Leave: new value = f(n-1, c). We just use the optimal answer from the subproblem that doesn’t consider this item but uses the same capacity.

Then the answer to f(n, c) is the max between the values for keeping/leaving the item. We also need base cases, but those are easy - f(0, c) = 0 for any c - if we can’t select any items then we have no value.

One edge case that hasn’t been mentioned is when w > c. This just means we can’t add the item, so we shouldn’t consider the possibility of keeping it.
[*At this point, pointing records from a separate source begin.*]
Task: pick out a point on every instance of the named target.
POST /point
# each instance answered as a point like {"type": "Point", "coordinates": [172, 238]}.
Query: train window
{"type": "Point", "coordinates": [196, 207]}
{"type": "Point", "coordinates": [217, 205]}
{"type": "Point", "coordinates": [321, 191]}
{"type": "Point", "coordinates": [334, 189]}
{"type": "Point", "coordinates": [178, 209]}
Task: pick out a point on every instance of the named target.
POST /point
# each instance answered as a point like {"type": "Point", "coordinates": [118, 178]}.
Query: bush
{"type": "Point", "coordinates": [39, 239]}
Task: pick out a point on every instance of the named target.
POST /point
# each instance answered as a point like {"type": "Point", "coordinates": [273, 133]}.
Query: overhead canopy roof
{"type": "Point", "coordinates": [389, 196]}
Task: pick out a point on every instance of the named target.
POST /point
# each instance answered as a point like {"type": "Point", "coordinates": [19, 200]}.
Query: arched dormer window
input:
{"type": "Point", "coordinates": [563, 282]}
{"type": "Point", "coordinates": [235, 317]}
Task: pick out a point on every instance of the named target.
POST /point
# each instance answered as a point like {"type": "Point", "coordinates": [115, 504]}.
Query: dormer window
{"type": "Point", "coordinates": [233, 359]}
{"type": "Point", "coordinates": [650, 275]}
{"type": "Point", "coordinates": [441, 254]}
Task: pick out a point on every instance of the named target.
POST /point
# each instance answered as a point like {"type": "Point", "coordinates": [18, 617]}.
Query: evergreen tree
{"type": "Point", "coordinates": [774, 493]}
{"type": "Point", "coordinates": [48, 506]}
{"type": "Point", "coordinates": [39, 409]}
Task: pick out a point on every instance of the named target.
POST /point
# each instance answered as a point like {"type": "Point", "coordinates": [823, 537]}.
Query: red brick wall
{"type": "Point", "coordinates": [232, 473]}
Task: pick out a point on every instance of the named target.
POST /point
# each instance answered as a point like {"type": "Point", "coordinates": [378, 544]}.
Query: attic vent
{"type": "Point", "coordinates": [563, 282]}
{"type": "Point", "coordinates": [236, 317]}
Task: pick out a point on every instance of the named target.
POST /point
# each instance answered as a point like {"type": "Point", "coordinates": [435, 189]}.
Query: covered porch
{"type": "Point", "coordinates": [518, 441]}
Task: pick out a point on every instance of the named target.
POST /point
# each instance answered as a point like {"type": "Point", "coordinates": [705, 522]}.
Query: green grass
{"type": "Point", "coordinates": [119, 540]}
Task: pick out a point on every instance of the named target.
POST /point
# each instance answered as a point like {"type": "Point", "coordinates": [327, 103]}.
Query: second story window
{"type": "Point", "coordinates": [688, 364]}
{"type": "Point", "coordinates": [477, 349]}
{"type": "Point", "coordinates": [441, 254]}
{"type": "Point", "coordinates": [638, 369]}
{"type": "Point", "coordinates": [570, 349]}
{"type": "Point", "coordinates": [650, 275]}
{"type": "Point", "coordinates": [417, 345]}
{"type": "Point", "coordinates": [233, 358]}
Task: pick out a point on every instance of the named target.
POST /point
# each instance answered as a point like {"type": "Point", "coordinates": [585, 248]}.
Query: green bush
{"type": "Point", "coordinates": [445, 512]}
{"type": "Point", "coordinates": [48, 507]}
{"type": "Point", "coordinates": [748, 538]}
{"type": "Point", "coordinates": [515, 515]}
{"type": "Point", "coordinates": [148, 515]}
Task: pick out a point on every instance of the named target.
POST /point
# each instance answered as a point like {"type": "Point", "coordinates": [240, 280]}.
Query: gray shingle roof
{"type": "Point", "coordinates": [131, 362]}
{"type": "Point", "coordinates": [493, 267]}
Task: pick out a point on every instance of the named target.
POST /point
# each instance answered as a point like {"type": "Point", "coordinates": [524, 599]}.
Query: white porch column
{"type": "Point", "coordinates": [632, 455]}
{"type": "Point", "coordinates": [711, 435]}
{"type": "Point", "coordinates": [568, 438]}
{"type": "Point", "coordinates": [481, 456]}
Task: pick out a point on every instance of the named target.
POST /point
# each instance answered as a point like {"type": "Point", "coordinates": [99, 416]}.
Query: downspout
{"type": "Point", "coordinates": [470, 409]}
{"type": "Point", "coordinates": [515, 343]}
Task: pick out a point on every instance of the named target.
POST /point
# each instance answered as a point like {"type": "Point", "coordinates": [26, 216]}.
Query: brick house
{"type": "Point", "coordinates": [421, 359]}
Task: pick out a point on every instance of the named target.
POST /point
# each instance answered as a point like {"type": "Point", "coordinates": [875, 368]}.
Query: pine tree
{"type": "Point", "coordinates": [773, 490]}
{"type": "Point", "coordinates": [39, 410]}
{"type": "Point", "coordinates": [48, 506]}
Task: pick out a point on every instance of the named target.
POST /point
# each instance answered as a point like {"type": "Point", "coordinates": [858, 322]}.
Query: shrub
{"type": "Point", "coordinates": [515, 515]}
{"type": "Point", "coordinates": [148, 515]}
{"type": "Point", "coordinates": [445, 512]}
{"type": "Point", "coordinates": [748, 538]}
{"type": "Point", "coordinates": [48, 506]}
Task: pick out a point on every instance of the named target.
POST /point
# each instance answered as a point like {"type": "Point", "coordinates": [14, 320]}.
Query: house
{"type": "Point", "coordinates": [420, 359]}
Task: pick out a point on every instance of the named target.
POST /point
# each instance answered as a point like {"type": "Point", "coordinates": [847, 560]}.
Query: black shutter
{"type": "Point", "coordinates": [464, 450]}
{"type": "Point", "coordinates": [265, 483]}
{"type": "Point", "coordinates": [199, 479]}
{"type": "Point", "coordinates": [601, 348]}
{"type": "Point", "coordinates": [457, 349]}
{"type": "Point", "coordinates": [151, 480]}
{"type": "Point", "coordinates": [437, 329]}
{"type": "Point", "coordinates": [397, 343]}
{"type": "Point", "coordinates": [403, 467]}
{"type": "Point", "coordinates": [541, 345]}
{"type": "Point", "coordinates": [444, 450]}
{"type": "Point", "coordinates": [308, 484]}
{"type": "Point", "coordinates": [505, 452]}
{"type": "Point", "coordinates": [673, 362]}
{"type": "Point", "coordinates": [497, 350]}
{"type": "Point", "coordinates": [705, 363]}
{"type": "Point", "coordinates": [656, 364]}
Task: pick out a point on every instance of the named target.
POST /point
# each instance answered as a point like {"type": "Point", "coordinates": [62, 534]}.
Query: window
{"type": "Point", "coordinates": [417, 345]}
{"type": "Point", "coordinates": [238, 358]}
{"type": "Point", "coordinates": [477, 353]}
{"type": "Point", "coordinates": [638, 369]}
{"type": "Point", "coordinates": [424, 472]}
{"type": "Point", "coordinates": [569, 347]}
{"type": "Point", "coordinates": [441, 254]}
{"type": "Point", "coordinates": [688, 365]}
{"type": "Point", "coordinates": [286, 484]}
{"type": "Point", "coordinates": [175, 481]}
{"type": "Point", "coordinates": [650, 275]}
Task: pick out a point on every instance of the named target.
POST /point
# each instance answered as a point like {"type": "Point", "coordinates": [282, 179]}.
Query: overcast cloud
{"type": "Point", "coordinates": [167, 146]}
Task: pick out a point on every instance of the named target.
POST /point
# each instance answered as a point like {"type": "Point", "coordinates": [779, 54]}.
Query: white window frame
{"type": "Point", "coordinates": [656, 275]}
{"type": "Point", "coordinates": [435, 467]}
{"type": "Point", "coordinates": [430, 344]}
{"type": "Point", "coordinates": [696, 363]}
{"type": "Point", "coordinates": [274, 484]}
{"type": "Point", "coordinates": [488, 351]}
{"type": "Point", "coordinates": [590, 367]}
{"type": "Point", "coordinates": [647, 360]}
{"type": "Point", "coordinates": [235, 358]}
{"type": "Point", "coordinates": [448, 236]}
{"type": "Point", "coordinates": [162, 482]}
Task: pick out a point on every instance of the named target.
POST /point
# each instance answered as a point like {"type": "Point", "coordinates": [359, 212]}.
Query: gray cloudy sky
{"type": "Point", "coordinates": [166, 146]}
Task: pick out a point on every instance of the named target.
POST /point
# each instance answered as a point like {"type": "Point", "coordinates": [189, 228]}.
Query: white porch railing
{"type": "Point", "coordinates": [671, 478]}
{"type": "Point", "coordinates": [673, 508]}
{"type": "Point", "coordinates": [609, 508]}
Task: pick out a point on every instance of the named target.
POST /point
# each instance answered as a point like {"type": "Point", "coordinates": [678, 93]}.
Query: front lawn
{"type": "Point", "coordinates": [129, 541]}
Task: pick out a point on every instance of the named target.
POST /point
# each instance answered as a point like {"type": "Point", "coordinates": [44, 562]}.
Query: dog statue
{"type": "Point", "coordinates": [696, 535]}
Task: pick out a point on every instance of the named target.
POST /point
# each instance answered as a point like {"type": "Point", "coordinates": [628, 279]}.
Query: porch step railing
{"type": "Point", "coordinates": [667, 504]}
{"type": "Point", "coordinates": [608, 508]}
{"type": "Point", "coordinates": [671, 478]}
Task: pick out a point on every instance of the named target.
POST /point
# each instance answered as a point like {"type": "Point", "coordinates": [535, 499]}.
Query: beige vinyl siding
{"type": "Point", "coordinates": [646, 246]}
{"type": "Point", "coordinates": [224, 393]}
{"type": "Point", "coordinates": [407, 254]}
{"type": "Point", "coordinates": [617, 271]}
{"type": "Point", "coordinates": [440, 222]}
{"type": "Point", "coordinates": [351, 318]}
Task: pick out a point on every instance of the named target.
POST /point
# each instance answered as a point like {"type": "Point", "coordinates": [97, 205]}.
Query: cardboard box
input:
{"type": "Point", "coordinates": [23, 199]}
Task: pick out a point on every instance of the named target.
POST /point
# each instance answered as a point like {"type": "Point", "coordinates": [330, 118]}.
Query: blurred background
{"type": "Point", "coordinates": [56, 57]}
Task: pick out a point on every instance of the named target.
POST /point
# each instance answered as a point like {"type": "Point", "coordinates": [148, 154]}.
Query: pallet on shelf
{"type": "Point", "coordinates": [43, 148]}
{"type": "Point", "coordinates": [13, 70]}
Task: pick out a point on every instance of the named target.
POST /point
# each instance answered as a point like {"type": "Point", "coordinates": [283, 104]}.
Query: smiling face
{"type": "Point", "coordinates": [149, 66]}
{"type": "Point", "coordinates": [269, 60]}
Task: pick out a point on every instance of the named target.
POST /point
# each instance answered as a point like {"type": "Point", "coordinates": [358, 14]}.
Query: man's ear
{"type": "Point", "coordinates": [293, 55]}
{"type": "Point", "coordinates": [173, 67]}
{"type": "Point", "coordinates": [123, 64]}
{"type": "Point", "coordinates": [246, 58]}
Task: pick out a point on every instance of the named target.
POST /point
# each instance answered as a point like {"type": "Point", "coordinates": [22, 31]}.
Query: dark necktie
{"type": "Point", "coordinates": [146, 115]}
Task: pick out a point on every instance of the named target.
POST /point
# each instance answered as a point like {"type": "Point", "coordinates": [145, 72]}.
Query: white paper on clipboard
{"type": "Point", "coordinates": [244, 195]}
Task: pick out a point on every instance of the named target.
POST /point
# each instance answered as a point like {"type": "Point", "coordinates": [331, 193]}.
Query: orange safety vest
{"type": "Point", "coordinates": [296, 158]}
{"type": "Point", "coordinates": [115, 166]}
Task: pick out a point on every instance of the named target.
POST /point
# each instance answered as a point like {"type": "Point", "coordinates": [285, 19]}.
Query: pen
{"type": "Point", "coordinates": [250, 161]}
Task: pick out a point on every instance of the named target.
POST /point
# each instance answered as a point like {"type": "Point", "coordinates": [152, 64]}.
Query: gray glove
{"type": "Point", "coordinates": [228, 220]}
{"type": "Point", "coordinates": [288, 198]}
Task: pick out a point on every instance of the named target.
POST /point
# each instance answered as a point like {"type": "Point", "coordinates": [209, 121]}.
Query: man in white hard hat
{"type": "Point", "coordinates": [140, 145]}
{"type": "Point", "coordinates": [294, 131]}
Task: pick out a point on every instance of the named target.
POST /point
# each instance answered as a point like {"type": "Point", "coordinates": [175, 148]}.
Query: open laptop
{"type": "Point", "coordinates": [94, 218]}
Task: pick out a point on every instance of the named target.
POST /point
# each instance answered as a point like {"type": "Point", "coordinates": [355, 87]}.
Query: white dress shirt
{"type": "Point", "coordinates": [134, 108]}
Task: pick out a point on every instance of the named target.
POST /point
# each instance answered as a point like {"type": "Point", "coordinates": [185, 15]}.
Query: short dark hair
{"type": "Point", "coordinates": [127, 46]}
All together, we get something like this:

cache = empty (int, int) -> int map

function f(n, c):
    if n == 0: return 0
    if cache[(n, c)] exists: return cache[(n, c)]

    w, v = the weight and value of the nth item (1-indexed)

    keep = 0
    -- Make sure we don't use an invalid value of c
    if c > w:
        keep = f(n-1, c-w) + v
    leave = f(n-1, c)

    ans = max of keep, leave
    cache[(n, c)] = ans
    return ans

Our runtime is O(nw), where n is the number of items and w is the capacity of the knapsack. Much better than the O(2^n) runtime that brute-forcing all possible sets of items would give us.

The end?

This is certainly not all there is to dynamic programming - there’s other general types of problems that can be solved with clever recursion, like problems to do with strings which weren’t covered here. I may follow up or edit this post with more examples, because the concept of DP is subtle and far-reaching. Furthermore, an important concept in getting the last bit of optimization from your DP solutions involves removing recursion altogether via bottom-up DP. But until then, hopefully this gave you a good introduction to the concepts involved in solving problems with dynamic programming.

This post was adapted from a presentation I gave for the UFPT a few years ago. Thanks to my friend Ethan for helping me iron out the details back then.